Urban floods cause many local effects such as structural damage to buildings, property, crops. In addition, it causes water supply, sewerage, power and transmission lines, communication, traffic-road and railways, and infrastructure disruptions.

Ecological Impact:

During extreme flood events, fast-flowing flood waters wash away vegetation and cause erosion of coastal areas.

Impact on animal and human health: Water logging and contamination of drinking water in local areas lead to various health problems which can also lead to epidemic situation.

The accumulation of sewage and solid waste in and around homes also spreads many diseases.

Psychological Effects:

Loss of home and relatives adversely affects the mental health of those trapped in floods.
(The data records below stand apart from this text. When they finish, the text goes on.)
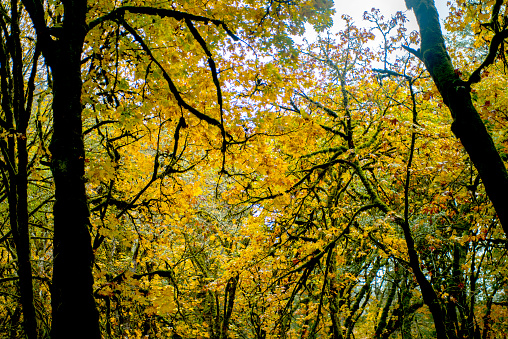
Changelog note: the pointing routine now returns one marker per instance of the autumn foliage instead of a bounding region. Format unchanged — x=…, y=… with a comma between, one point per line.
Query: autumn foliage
x=187, y=170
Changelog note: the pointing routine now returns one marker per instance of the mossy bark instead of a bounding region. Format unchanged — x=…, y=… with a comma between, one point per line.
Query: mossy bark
x=467, y=125
x=74, y=313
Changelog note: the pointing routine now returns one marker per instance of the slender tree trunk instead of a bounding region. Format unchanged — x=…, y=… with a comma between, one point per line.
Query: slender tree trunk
x=467, y=124
x=73, y=305
x=17, y=119
x=72, y=294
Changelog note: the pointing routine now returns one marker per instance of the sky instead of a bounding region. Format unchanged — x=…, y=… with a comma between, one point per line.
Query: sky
x=355, y=9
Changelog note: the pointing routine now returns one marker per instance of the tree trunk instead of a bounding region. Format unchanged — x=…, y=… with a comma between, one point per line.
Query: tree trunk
x=72, y=295
x=74, y=313
x=16, y=120
x=467, y=124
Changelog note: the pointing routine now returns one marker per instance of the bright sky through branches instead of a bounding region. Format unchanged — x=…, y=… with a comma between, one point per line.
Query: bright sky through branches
x=356, y=8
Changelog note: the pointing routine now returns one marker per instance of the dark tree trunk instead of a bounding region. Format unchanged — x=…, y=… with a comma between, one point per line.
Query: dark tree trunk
x=72, y=295
x=73, y=305
x=467, y=124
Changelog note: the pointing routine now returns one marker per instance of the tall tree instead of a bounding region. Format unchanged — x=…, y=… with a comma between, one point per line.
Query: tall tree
x=467, y=124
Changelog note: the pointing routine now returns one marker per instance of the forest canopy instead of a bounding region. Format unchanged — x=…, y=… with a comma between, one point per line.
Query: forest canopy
x=188, y=169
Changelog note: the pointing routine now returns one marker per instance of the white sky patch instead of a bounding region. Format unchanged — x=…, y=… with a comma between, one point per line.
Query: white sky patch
x=388, y=8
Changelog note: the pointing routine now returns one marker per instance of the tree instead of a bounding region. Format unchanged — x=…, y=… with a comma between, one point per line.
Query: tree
x=456, y=93
x=62, y=31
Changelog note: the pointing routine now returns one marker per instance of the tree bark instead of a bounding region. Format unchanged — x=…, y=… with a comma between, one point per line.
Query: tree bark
x=16, y=158
x=467, y=125
x=74, y=313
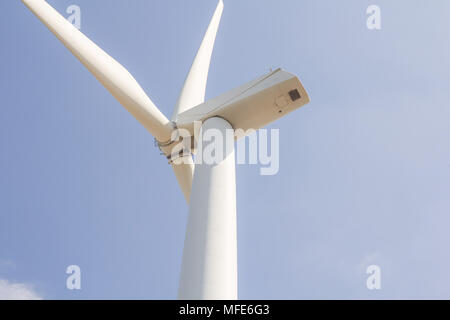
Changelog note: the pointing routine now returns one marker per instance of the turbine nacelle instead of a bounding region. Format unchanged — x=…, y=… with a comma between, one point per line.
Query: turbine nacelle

The recovery process in case of such incidents is a cumbersome and time-consuming process which often leads to long lasting psychological trauma.

Way of Solution

Developing Blue-Green Infrastructure:

Blue-Green Infrastructure is an effective way to provide a sustainable natural solution to urban and climate-related challenges.

Water management and development of sound infrastructure should be equally emphasized to create a more pleasant, less stressful environment.

Along with this, it should be ensured that every building in the city has provision for rainwater harvesting as an integral part of the building utility.

Blue-green refers to water bodies in infrastructure such as the Nile and reservoirs, while green refers to trees, parks and gardens.

Flood Vulnerability Mapping:

Through the analysis of topography and historical data of floods at the urban level, vulnerable areas can be identified.
Maintaining records of all water bodies and wetlands at the city and village level will be equally important for flood survival, resilience and resilience.

Effective Water-shed Management:

Construction of flood-walls, construction of high platforms along flood prone river valleys, periodic cleaning and deepening of drainage channels are some of the measures that should be taken in the entire river basin rather than in urban areas alone. should be adopted.

Bioswales can be built along the roads so that rain water from the roads flows towards them and goes down.

In addition, the catchment areas of water bodies should be well maintained and free from encroachment and pollution; Thus the passage of water should be kept free from obstructions.

Disaster Resilient Public Utility:

Public establishments like hospitals and schools and basic services like food, water, health and sanitation should be made disaster resilient.

They should be installed or repositioned in such a way that they are able to function without any hindrance during floods.

Sensitization and Rehabilitation:

Awareness should be created about flood preparedness and mitigation measures along with response drills.

Residents need to be made aware of the risks associated with illegal construction along the banks of drains and water bodies. The government should also consider shifting the poor to other areas.

Institutional Arrangements:

It is necessary to create an integrated flood control implementation agency at the city level, which includes city administrative officials, doctors, police, firefighters, NGOs and other emergency service providers.